Il rapprocha ses lèvres de son oreille.

- Elle est magique.

- C’est vrai ? Elle doit être magnifique alors.

Le visage de James produisit un rictus.

- Non, elle est même plutôt hideuse. Mais c’est ce qui fait qu’elle est spéciale. Derrière sa monstrueuse apparence, personne ne peut soupçonner sa véritable nature.

James se dit qu’il en était probablement de même pour lui.

- Excepté les êtres qui s’aiment d’un amour pur et sincère, compléta Rachel avec un enthousiasme évident.

James caressa ses mains.

- Exactement.

Rachel se mit à applaudir.

- Oh, oui, j’adore cette histoire ! Tu avais raison.

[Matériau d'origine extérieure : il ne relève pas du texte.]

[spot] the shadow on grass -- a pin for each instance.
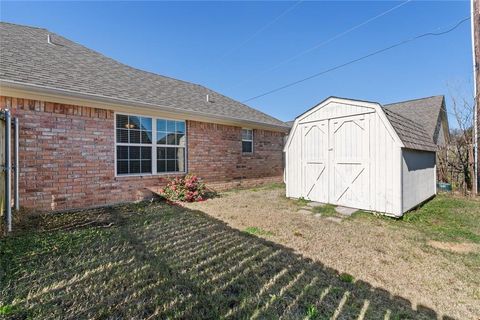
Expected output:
(160, 261)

Vite, vite, la suite !

- La suite, ma douce, c’est à nous de l’écrire.

Elle le dévisagea, perplexe.

- Quoi ?

- Nous devons trouver cette chaise. Ainsi et seulement ainsi, plus rien ne pourra nous séparer.

Elle le scruta comme jamais elle ne l’avait fait. Il fut ravi au plus profond de lui de faire l’objet de tant d’attention.

- Tu es sérieux ? S’enquit-elle.

Il acquiesça.

- Ce n’est pas qu’une histoire. C’est la vérité. Cette chaise existe.

Il vit bien combien Rachel peinait à le croire, malgré la gravité qu’il affichait.

- Mais…où peut-on trouver une telle chaise ? Dans les rêves, tu as dit ?

A nouveau, il acquiesça.

- La bonne nouvelle, c’est que je sais où elle est.

A cette annonce, les yeux de Rachel s’agrandirent comme ceux d’un enfant.

- Où est-elle ?

James appuya un index contre sa tempe.

- Là.

- Qu’est-ce que tu veux dire ?

- Moi seul peux m’y asseoir. Mais cela devrait suffire à lancer le charme et rompre le sortilège qui me tient loin de toi toutes ces heures. Et enfin effacer cette maudite dette qui m’enracine à cet enfer.

- Pourquoi je ne peux pas m’y asseoir ?

Il sourit. Elle avait l’air presque vexé. Au moins, croyait-elle à son histoire. Et c’était tout ce qui lui importait.

- Tu as le cœur trop pur, l’âme trop propre.

- Et toi, non ?

Cette fois, il secoua la tête.

- J’ai fait beaucoup de mal. Je t’ai fait beaucoup de mal, même si tu ne t’en souviens plus, aujourd’hui. J’ai même donné la mort. Et je le paye aujourd’hui.

- Je crois que tout le monde a droit à une seconde chance.

Il l’embrassa.

- Je l’espère, ma douce. Je l’espère de tout mon cœur.

Elle prit son visage entre ses mains.

- Alors, dépêche-toi de trouver cette chaise.

- C’est mon vœu le plus cher. Et il se réalisera. Rien ne peut l’empêcher, désormais.

Il l’embrassa à nouveau, des larmes plein les yeux.

Un claquement métallique le sortit violemment de sa torpeur. Il comprit qu’il était revenu en enfer. Une voix se fit entendre, comme jaillie d’outre-tombe :

- James Stingray. C’est l’heure.

La porte s’ouvrit. Il se leva. Il avait les mains moites. Le corps entier, en fait. Comme s’il s’était roulé nu dans la rosée. L’image le fit sourire avant de lui faire mal.

Il retrouva rapidement une contenance. Il ne devait rien montrer. Il ne leur ferait pas ce plaisir. Il en avait assez bavé comme ça devant leurs yeux. Ils s’étaient repus tant de fois de sa douleur. Il était grand temps de dire adieu à tout cela. Une autre vie l’attendait.

Il quitta la pièce et emprunta l’interminable couloir, escorté par une armée de gardiens. En route vers la chaise. La chaise magique.